The first guess is irrelevant since the host always will eliminate a non-winning door. The second decision is what counts, and you make that choice (switch or not to switch) based on two doors.
It follows that regardless what you do for your second choice, switch or not, you have a 0.5 probability of winning. Therefore, the thought that switching improves your odds of winning is false.
Originally posted by warewizWrong. The host eliminates a non-winning door conditional on your first choice.
The first guess is irrelevant since the host always will eliminate a non-winning door. The second decision is what counts, and you make that choice (switch or not to switch) based on two doors.

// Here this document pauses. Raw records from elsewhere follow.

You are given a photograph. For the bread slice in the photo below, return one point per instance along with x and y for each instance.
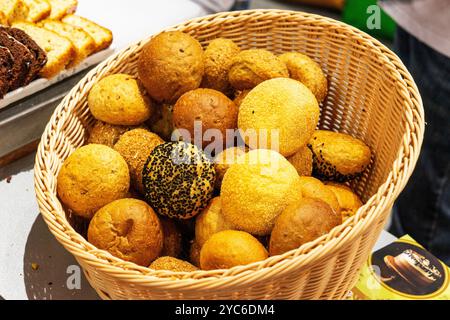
(14, 10)
(60, 50)
(23, 58)
(102, 36)
(38, 10)
(40, 57)
(60, 8)
(6, 63)
(84, 44)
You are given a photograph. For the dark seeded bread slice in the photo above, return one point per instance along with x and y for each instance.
(40, 57)
(23, 59)
(6, 63)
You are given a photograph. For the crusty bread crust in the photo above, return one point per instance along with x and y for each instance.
(60, 50)
(103, 37)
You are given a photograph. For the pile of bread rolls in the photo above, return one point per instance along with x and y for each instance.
(167, 203)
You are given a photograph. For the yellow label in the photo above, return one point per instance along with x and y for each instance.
(403, 270)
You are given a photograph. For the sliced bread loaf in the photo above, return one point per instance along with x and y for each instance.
(83, 42)
(102, 36)
(6, 63)
(40, 57)
(60, 8)
(38, 10)
(60, 50)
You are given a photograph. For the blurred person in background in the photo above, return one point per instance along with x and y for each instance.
(423, 43)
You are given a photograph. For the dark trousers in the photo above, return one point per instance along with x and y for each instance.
(423, 209)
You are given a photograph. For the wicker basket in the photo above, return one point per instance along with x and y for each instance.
(371, 96)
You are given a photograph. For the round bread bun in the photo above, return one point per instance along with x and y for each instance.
(210, 221)
(178, 180)
(106, 134)
(218, 58)
(135, 146)
(161, 121)
(91, 177)
(170, 65)
(128, 229)
(338, 156)
(211, 108)
(173, 239)
(302, 161)
(194, 254)
(119, 99)
(251, 67)
(172, 264)
(314, 188)
(300, 223)
(230, 248)
(349, 202)
(283, 106)
(240, 96)
(224, 160)
(308, 72)
(257, 189)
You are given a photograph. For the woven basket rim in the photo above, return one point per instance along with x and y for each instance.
(304, 255)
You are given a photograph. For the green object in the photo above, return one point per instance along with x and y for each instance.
(367, 16)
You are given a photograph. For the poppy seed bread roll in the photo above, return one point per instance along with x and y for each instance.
(178, 180)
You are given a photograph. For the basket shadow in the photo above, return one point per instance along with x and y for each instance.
(46, 265)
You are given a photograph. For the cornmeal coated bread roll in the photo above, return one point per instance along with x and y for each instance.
(218, 59)
(230, 248)
(170, 65)
(129, 229)
(257, 189)
(224, 160)
(210, 221)
(107, 134)
(281, 108)
(251, 67)
(314, 188)
(308, 72)
(91, 177)
(173, 238)
(302, 161)
(172, 264)
(300, 223)
(135, 146)
(211, 108)
(178, 180)
(349, 202)
(338, 156)
(119, 99)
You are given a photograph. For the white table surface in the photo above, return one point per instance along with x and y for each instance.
(24, 237)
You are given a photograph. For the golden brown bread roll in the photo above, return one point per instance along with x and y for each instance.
(218, 58)
(256, 189)
(251, 67)
(91, 177)
(231, 248)
(211, 108)
(170, 65)
(128, 229)
(300, 223)
(119, 99)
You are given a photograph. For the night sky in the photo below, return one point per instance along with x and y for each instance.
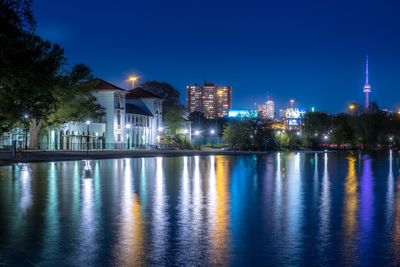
(312, 51)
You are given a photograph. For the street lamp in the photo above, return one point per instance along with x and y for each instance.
(87, 138)
(197, 133)
(133, 79)
(128, 143)
(26, 118)
(212, 132)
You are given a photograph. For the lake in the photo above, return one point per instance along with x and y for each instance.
(278, 209)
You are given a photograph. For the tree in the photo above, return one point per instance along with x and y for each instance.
(238, 134)
(166, 91)
(33, 87)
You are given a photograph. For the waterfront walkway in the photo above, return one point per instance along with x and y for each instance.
(6, 157)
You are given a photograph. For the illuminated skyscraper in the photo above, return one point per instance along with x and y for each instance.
(262, 111)
(367, 87)
(193, 98)
(213, 101)
(270, 109)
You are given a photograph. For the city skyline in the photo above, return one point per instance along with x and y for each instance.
(315, 55)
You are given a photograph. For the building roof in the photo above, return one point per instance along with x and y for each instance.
(100, 84)
(134, 109)
(139, 92)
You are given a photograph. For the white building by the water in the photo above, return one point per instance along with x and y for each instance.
(132, 119)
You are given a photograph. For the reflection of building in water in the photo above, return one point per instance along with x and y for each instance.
(52, 244)
(350, 209)
(390, 191)
(130, 247)
(325, 205)
(160, 216)
(220, 210)
(396, 228)
(366, 212)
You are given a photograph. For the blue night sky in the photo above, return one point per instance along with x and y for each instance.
(312, 51)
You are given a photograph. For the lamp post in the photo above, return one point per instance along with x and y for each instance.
(87, 138)
(128, 126)
(26, 117)
(197, 133)
(133, 79)
(291, 103)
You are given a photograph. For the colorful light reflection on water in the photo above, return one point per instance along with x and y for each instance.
(293, 209)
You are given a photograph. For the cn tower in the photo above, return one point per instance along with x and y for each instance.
(367, 87)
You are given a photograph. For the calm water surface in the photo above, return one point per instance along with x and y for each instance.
(281, 209)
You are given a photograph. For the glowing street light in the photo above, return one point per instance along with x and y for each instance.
(87, 138)
(128, 143)
(133, 79)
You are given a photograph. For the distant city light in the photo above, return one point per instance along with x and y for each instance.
(245, 113)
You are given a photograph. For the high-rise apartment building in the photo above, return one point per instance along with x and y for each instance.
(212, 100)
(270, 109)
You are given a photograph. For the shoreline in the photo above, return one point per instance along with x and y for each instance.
(49, 156)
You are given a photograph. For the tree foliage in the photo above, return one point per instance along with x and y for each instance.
(33, 84)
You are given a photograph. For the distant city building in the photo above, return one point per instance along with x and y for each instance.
(270, 109)
(294, 117)
(131, 120)
(262, 112)
(211, 100)
(194, 98)
(282, 114)
(367, 86)
(242, 113)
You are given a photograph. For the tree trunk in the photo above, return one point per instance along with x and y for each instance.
(35, 128)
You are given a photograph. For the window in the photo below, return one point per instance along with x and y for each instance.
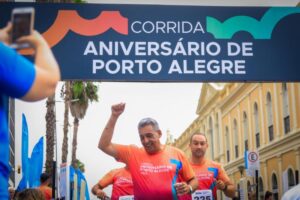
(286, 115)
(270, 117)
(256, 124)
(235, 138)
(274, 186)
(291, 179)
(245, 126)
(227, 143)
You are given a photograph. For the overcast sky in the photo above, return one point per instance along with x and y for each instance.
(173, 105)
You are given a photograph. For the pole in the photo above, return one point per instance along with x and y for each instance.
(53, 179)
(256, 181)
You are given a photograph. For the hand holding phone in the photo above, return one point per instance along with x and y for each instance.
(22, 25)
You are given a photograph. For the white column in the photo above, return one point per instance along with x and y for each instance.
(293, 107)
(297, 153)
(277, 121)
(250, 124)
(265, 175)
(279, 159)
(262, 119)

It follows that regardless what you do for your second choice, switch or not, you have a 0.5 probability of winning. Therefore, the thought that switching improves your odds of winning is false.
In your first choice:
You have 1/3 probability of having chosen the correct door.
You have 2/3 of choosing an prizeless door.
If you have chosen the right door and the host opens another door, then you have 0% chance of winning if you change and 100% chance of winning if you stay.
If you have chosen an incorrect door, then when the host opens a door he opens the other incorrect door. This gives you a 0% chance of winning if you keep your door and a 100% chance of winning if you change.
Sum the two cases and you have:
Keep: 1/3*1+2/3*0=1/3
Switch: 1/3*0+2/3*1=2/3
Originally posted by doodinthemoodTrue, if the probabilities were both arranged appropriately.
edit: I've just thought, as the two given logical answers both rely on assumptions, and both give opposite conclusions, can it not be said that maybe the likelihood is 50/50 after all? Think about it.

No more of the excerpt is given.